Wrench Attacks: Physical attacks targeting cryptocurrency users (2024) [pdf]

Origin and terminology

  • “Wrench attacks” are widely understood as a reference to the XKCD comic about beating passwords out of someone, i.e., old-fashioned robbery applied to crypto.
  • Several commenters argue the phenomenon is not new at all: it’s just kidnapping/extortion/mugging with a new label and a new asset type.

Operational security and oversharing

  • Strong emphasis on: if you hold meaningful crypto, don’t talk about it. Public bragging, even under pseudonyms, creates targets.
  • Discussion of how online oversharing (vs. older “don’t talk to strangers” norms) makes it easy to build a detailed profile from handles and scattered posts.
  • Tension highlighted: crypto’s value depends heavily on hype and visible success stories, which pushes holders to evangelize and show off—exactly what undermines their safety.
  • Some note that even perfect personal discretion can be undercut by data breaches at exchanges or wallet companies that leak names, addresses, and balances.

Banks vs. self‑custody

  • Multiple comments contrast crypto “be your own bank” with traditional banks:
    • Banks add friction (limits, in-person verification) and reversibility, which makes physical extortion less attractive and more traceable.
    • Crypto enables immediate, irreversible transfer of an entire fortune under duress.
  • Others note that large-scale theft from banked customers via fraud and identity theft is common too; it just doesn’t require a wrench.

Real-world incidents and escalation risk

  • Several recent high-profile kidnappings and mutilations tied to crypto wealth in France, Montréal, and the US are mentioned; many were clumsy, “amateurish” operations.
  • Some expect things to get worse, especially after breaches that connect personal identities to on-chain wealth, creating a “breach → physical attack” pipeline.

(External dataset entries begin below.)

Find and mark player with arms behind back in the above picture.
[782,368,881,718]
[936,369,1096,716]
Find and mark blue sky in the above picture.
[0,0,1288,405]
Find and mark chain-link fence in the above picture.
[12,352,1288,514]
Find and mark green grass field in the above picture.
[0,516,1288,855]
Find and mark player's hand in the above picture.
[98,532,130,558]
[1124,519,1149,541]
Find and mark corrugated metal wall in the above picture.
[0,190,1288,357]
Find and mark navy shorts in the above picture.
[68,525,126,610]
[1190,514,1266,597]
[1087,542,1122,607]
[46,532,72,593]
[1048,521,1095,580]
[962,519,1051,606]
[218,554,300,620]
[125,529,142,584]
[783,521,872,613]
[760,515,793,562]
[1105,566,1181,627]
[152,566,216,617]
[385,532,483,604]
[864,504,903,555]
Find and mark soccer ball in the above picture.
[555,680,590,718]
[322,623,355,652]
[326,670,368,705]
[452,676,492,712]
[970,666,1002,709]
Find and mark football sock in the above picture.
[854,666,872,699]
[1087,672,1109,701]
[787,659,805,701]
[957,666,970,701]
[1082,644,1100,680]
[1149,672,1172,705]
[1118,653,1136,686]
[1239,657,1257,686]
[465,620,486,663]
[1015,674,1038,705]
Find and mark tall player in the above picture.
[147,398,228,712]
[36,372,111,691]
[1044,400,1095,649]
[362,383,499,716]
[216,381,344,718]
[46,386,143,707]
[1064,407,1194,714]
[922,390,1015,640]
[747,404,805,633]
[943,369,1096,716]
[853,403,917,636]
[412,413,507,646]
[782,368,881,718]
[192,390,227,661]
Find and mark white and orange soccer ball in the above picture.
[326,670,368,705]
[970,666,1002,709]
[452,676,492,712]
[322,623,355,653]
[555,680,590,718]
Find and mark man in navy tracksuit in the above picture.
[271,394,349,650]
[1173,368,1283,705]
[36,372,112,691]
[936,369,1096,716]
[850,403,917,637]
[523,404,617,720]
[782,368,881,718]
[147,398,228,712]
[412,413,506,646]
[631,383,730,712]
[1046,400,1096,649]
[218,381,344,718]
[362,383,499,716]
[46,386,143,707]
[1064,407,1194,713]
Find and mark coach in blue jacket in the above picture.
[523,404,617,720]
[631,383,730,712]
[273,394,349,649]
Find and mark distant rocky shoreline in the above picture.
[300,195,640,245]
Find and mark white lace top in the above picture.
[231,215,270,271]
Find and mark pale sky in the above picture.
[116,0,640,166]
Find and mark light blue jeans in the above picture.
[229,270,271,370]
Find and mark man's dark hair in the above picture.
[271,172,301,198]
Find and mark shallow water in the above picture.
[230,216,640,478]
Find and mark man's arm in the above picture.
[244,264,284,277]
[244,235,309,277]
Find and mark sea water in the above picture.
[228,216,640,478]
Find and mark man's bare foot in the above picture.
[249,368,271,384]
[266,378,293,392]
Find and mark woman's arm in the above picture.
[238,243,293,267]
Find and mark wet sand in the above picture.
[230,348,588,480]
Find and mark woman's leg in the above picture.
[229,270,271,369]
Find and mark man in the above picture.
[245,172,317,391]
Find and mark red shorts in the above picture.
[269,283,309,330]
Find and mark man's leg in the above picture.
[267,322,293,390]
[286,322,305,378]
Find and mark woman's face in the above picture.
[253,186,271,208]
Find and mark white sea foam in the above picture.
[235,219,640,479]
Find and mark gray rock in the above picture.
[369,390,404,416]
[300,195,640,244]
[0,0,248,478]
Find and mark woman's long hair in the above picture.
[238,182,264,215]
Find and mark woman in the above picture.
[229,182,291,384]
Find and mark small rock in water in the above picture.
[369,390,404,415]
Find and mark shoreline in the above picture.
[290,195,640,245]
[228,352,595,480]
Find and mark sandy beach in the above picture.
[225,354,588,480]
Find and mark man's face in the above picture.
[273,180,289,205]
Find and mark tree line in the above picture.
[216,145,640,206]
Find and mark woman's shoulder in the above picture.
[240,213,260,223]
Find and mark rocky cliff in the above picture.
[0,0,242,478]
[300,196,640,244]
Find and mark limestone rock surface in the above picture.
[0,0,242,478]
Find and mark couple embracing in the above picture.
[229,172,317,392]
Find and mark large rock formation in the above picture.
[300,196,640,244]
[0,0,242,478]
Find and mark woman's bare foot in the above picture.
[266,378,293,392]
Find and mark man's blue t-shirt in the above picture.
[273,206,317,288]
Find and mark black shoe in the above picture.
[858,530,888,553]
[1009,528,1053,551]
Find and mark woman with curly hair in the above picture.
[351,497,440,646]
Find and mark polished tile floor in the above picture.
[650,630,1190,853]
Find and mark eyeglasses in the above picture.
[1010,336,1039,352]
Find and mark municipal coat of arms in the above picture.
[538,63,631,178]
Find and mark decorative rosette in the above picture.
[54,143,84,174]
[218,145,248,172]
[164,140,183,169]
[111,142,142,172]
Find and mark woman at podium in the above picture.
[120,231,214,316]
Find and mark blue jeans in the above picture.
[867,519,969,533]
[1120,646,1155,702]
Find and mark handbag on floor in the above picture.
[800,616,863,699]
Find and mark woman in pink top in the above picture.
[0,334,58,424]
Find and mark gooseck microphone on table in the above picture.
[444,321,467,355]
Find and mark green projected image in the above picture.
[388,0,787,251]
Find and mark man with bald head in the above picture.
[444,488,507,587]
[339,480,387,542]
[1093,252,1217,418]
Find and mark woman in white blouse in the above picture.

Traceability and laundering

  • Debate over how “traceable” stolen crypto really is:
    • Bitcoin flows are public and “tainted” coins can be flagged.
    • But criminals can move quickly into privacy coins (e.g., Monero) via atomic swaps, or sell wallets on a black market, analogous to stolen art.

Mitigations and tradeoffs

  • Suggestions include: keep only small amounts in hot wallets; store most funds in multisig or with institutions; or avoid crypto altogether.
  • Some point to ETFs and traditional brokerages as ironically the safest way to hold bitcoin.
  • Others note that every step to harden against theft (complex key schemes, extreme secrecy) raises other risks: loss of keys, incapacity, inheritance failure.

Skepticism about novelty

  • A few commenters dismiss the need for an academic paper, viewing the findings as obvious: conspicuous nouveau riche + self-custodied liquid wealth = extortion target.
  • Others defend studying it systematically, given the growing body count and structural differences between crypto and legacy finance.